Andrew Tate ou le mâle de base

Entre effacement et domination extrême
Comment valoriser les qualités propres du masculin sans retomber dans le machisme d’antan ? Alors que certains brandissent un égalitarisme extrême niant toute différence de sexes, d’autres prônent un retour brutal à une virilité caricaturale, à l’image d’Andrew Tate.

Le cas d’Andrew Tate est emblématique de cette réaction ultra-viriliste face au glissement du rôle masculin vers un no-man’s land indéfini. Cet influenceur anglo-américain, ancien champion de kickboxing, s’est fait connaître sur les réseaux sociaux par ses propos ouvertement misogynes. Pour lui, «les femmes sont la propriété des hommes», clame-t-il sans détour. Ses vidéos au volant de bolides ou cigare à la main exsudent une masculinité frimeuse et agressive, où la femme n’est qu’un faire-valoir ou un objet de conquête. Cette hyper-virilité gratuite trouve pourtant un écho chez des jeunes hommes déboussolés, séduits par le discours de Tate qui promet argent facile, muscles saillants et soumission féminine. En prônant le conflit plutôt que le dialogue, la domination plutôt que la coopération, il creuse le fossé d’incompréhension entre les deux sexes et ne fait que renforcer les divisions.

 

De l’homme providence au masculin « toxique »
Pourtant, beaucoup de femmes espèrent secrètement rencontrer de «vrais hommes», tels qu’ils se sont définis pendant des siècles. Dans les sociétés traditionnelles, notamment en Occident, l’homme fut le pilier du foyer : fort, rationnel, maître de ses émotions qu’il reléguait au domaine du féminin. Le modèle du patriarche dominait : il protégeait sa famille, subvenait à ses besoins et en assumait la direction. Ce pouvoir allait de pair avec des responsabilités claires – protéger, décider, subvenir – mais enfermait aussi les hommes dans un rôle rigide. La tendresse, la vulnérabilité, l’expression des sentiments ? Longtemps perçues comme incompatibles avec la masculinité. L’homme, croyait-on, se devait d’être un roc impassible. Et s’il vacillait, il cachait ses failles derrière le masque de la virilité.

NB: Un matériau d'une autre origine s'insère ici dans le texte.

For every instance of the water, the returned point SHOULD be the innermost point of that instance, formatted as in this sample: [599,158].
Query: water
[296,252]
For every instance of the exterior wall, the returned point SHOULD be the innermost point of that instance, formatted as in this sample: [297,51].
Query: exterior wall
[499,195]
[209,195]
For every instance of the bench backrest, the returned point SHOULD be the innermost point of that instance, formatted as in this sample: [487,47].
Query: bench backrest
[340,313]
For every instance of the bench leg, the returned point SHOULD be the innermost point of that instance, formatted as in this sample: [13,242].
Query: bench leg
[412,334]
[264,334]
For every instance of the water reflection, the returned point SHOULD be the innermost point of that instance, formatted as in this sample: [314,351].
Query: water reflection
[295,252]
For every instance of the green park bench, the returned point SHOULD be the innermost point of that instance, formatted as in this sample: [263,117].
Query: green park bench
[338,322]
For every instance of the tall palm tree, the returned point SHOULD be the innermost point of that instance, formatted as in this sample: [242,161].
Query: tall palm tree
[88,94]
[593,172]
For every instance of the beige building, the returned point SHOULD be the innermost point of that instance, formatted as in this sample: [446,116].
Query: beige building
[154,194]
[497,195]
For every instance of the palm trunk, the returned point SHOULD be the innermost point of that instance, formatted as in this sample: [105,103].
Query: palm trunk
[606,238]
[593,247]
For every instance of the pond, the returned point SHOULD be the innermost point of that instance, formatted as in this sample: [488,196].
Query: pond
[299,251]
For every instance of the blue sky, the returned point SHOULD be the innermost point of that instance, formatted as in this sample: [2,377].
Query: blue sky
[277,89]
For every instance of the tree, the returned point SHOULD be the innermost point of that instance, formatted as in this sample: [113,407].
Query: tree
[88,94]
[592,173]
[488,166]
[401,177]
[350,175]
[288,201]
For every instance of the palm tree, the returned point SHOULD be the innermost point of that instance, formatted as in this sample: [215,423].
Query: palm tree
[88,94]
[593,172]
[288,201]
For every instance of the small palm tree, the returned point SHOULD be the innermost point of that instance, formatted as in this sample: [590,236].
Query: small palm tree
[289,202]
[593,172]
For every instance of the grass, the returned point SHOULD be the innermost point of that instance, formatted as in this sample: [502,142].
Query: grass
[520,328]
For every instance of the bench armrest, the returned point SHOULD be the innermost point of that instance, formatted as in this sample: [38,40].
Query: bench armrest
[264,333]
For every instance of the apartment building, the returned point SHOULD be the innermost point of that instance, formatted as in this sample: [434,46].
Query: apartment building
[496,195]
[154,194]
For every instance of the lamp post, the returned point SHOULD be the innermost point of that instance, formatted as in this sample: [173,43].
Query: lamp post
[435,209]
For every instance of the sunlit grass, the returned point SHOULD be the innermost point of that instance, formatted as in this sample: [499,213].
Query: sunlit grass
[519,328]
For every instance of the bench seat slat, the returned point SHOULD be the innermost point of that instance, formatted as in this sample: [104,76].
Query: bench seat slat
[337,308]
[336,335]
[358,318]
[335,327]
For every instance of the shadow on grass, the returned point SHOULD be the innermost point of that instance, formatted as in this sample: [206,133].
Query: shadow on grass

Cette conception traditionnelle a volé en éclats à partir des années 1970, sous l’impulsion des mouvements féministes. Les pionnières de la libération des femmes ont dénoncé, à juste titre, l’inégalité des rapports de pouvoir et les violences systémiques engendrées par la domination masculine. Or, de leur combat, nous sommes abreuvés jusqu’à plus soif. Les féministes continuent à occuper le haut du pavé avec des actions militantes chéries par les médias, parfois au détriment du bon sens et des hommes qui ne se reconnaissent pas dans le portrait généralisé qu’elles tirent d’eux. Car ce n’est plus seulement le comportement de certains hommes qui est mis en cause, c’est la masculinité en elle-même que l’on accuse d’être toxique. Pour une frange du néo-féminisme, toute expression de virilité serait suspecte, vectrice d’oppression par essence. Et nous assistons à l’exécution publique symbolique du mâle hétérosexuel ordinaire.

 

Le repli du masculin
Dans certains discours militants, l’homme est dépeint comme un oppresseur invétéré dont il faudrait déconstruire l’identité de fond en comble. Cette tendance, poussée à l’extrême, suggère qu’afin d’atteindre une justice véritable entre les sexes, il faudrait démanteler purement et simplement le masculin. Les attributs traditionnellement associés aux hommes – ambition, force physique, goût de l’action, logique rationnelle – deviennent des défauts à corriger, quand ils ne sont pas caricaturés en pathologies sociales. Mais une telle vision manichéenne ignore un point crucial: les hommes sont aussi des êtres en devenir, traversés de contradictions et de fragilités. En confondant virilité et violence, on jette le bébé avec l’eau du bain, oubliant que la grande majorité des hommes ne correspond pas à l’image du mâle tyrannique de caricature. Il ne faut donc pas s’étonner de les voir disparaître peu à peu de la vie sociale où ils se sentent de plus en plus montrés du doigt. Une analyse sociologique suggère que les hommes, notamment ceux issus de milieux populaires, tendent à se retirer des activités publiques et culturelles en France et en Grande-Bretagne.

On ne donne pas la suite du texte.